İşte bu noktada herbiri ayrı bir sanat eseri olan Japon bahçeleri imdatınıza yetişiyor.Şehrin içinde bir vaha gibi şehirden biraz olsun uzaklaşıp nefes alabilceğiniz yeşil alanlar.Japon bahçelerinin tarihi bir şehir planlamasından çok daha derinlere iniyor.Tahminlere göre erken dönem Japon elçilerinin ve gezginlerin Çin ziyaretlerindeki gözlemlerinden esinlenilmiş ve zaman içinde Japon kültürü ve sanatı ile harmanıp bugünki halini almış.Tarihi açıdan bir fikir vermesi için 794-1185 yılları göletlerin , ağaçların , kayaların planlı bir şekilde yerleştirilip doğanın taklit edilmesi ile ilk bahçeler ortaya çıkmaya başlamış.Bir önceki yazıda Japonya’daki inanç sistemlerinin doğayı ile ne kadar iç içe geçtiğinden bahsetmiştim.İşte Zen Budizminin Japonya’da yayılmaya başlaması ile birlikte Japon bahçeleri meditasyon yapmak için kullanılmaya başlanmış ve Budizm sanatına göre şekillenmeye başlamış.Daha sonraki dönemlerde Japon kültüründe çok önemli yer tutan çay için sakin ve huzurlu alanlar haline gelmiş.
Japon bahçelerini sadece çay içilecek yerler ya da yürüyüş yapılacak alanlar olarak görmek yanlış olur.Buralar ayrıca ruhsal , felsefi ve doğa ile bütünleşmek amacıyla tasarlanmış alanlardır.Bahçelerin tasarımı Zen Budizmine göre insanlarda canlılık ve huzur uyandıracak şekilde yapılmış.Eğer tasarımı inanç sistemine göre okuyabilirseniz kayaların dağları temsil ettiğini , suyun arınma anlamına geldiğini ve köprülerin maddi dünya ile manevi dünyayı birleştirdiğini görebilirsiniz.Japon bahçelerinin önemini okuyana kadar bende bunların farkında değildim tabiki .Benim için sadece güzel tasarlanmış bahçelerdi fakat biraz okuduktan sonra bu alanların birer sanat eseri olduğunu gördüm.
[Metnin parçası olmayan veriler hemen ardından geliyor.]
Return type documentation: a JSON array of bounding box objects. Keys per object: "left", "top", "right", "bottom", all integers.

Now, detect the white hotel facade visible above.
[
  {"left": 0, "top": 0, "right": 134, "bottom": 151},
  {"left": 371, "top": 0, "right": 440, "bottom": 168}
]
Japon bahçeleri, doğanın tüm güzelliklerini içinde barındırmayı amaçlar. Kiraz çiçekleri, akçaağaç ağaçları ve yosun kaplı kayalar, mevsimlerin değişen manzarasını yansıtarak dinamik ve sürekli değişen bir peyzaj yaratır. Bu bahçeler, insanlara yaşamın döngüsünü minnetle karşılamasını her yaşın ayrı bir güzelliği olduğunun bilinmesini gerektiğini öğütler.
Japon bahçelerini farklı kategorilerde görmek mümkün.Mesela daha çok meditasyonlar ilişkilendirilen Karesansui Bahçeleri.Veya daha basit şekilde tasarlanmış Chaniwa yani Çay Bahçeleri.Ya da daha çok uzun yürüyüşler için tasarlanmış Kaiyu-Shiki bahçeleri.Sadece Tokyo değil Japonya’nın her yerinde bu bahçelere rastlanamız mümkün.
Günümüzde artık tek tip olarak ruhsuz ve amaçsız şekilde planlanan şehirlerin içinde Japonların hala bu kültürü yaşatıyor olması çok sevindirici.Sosyal Medyanın yaratmaya çalıştığı ve trendler halinde yayılan tek tip kültür akımlarının arasında hala ruhunu koruyan yerler görmek beni çok mutlu ediyor.Bize düşen ise her nerede olursa olsun bu değerleri okumak , anlamak ve bir miras olarak görüp sahip çıkmak.